Hill College Students Participate in Community College Day in Austin
Nearly 1,500 community college supporters converged on the state capitol Tuesday for Community College Day at the Capitol. Among the throng of eager advocates were Hill College students from Hillsboro, Cleburne and Burleson.
They and Hill College administrators participated in ceremonies outside the south entrance to the Capitol, braving light rain and chilly morning air. But the weather didn’t dampen their enthusiasm as they joined fellow students, faculty and administrators from more than 50 community colleges from throughout Texas.

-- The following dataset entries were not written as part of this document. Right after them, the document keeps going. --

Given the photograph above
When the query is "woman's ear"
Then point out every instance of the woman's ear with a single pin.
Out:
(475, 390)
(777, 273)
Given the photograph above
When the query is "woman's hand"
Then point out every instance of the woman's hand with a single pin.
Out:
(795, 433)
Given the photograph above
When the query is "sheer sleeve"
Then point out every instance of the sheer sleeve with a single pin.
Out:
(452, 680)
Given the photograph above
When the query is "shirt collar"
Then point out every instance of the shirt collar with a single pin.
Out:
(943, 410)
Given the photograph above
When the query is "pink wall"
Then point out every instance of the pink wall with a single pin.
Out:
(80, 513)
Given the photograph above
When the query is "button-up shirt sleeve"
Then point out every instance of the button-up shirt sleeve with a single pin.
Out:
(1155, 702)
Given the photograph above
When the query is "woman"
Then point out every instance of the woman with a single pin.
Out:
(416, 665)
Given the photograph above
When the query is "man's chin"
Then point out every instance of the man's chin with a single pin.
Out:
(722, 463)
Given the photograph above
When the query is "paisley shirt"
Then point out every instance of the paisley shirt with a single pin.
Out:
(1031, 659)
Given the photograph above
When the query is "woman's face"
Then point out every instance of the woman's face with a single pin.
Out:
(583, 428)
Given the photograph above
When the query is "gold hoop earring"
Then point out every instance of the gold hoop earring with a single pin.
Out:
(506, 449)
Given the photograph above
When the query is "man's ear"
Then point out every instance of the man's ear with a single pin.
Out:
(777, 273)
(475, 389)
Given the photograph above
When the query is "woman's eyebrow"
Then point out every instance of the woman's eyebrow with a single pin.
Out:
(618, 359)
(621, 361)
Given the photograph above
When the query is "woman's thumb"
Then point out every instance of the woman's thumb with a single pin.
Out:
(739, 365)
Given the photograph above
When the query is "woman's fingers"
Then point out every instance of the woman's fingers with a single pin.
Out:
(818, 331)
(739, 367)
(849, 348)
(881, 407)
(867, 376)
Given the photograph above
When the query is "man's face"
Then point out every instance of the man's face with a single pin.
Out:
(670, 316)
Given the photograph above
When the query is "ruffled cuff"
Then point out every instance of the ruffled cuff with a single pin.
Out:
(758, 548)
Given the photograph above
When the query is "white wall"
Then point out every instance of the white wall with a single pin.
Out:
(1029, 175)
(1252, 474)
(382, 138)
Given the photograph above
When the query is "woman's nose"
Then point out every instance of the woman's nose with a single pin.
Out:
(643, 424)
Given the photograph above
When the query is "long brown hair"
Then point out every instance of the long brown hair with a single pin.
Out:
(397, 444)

Students from Cleburne included Lorenzo Serrano, Catalina Olsen, Karla Pizano, and Rudy Dominguez. Students from Burleson included Tracy Barefoot, Dreylon Burks, Angel Romero, Nick West and Makala Yates. Students from Hillsboro included Tatenda Makoni, Grace Mwakutuya, Tawanda Mberikwazo, and William Epps. Hill College administrators included Dr. Pam Boehm, president; Lizza Trenkle, vice president of student services; Nancy Holland, dean of Burleson campus; Bill Gilker, dean of Johnson County campus; Scott Nalley, dean of student services; Leslie Cannon, assistant dean of external affairs; Linda Kennemore, residence hall coordinator; Daniel De La Pena, residence hall coordinator; Jim Dalglish, executive director of institutional advancement; Preston McReynolds, alumni coordinator; and Kathy Oellig, public relations intern.
The students toured the Capitol building and met with their representatives, State Senator Brian Birdwell and State Representatives Byron Cook and DeWayne Burns, where they discussed funding and other educational priorities for the 84th regular session of the Texas Legislature.
More than 4000 students enroll each semester in Hill College courses at Hillsboro, Cleburne, Burleson, Glen Rose and Meridian, along with courses taught online and dual enrollment students from 28 high schools in Hill, Johnson, Bosque and Somervell counties. Throughout Texas, more than 700,000 community college students make up almost half of the state’s enrollment in higher education.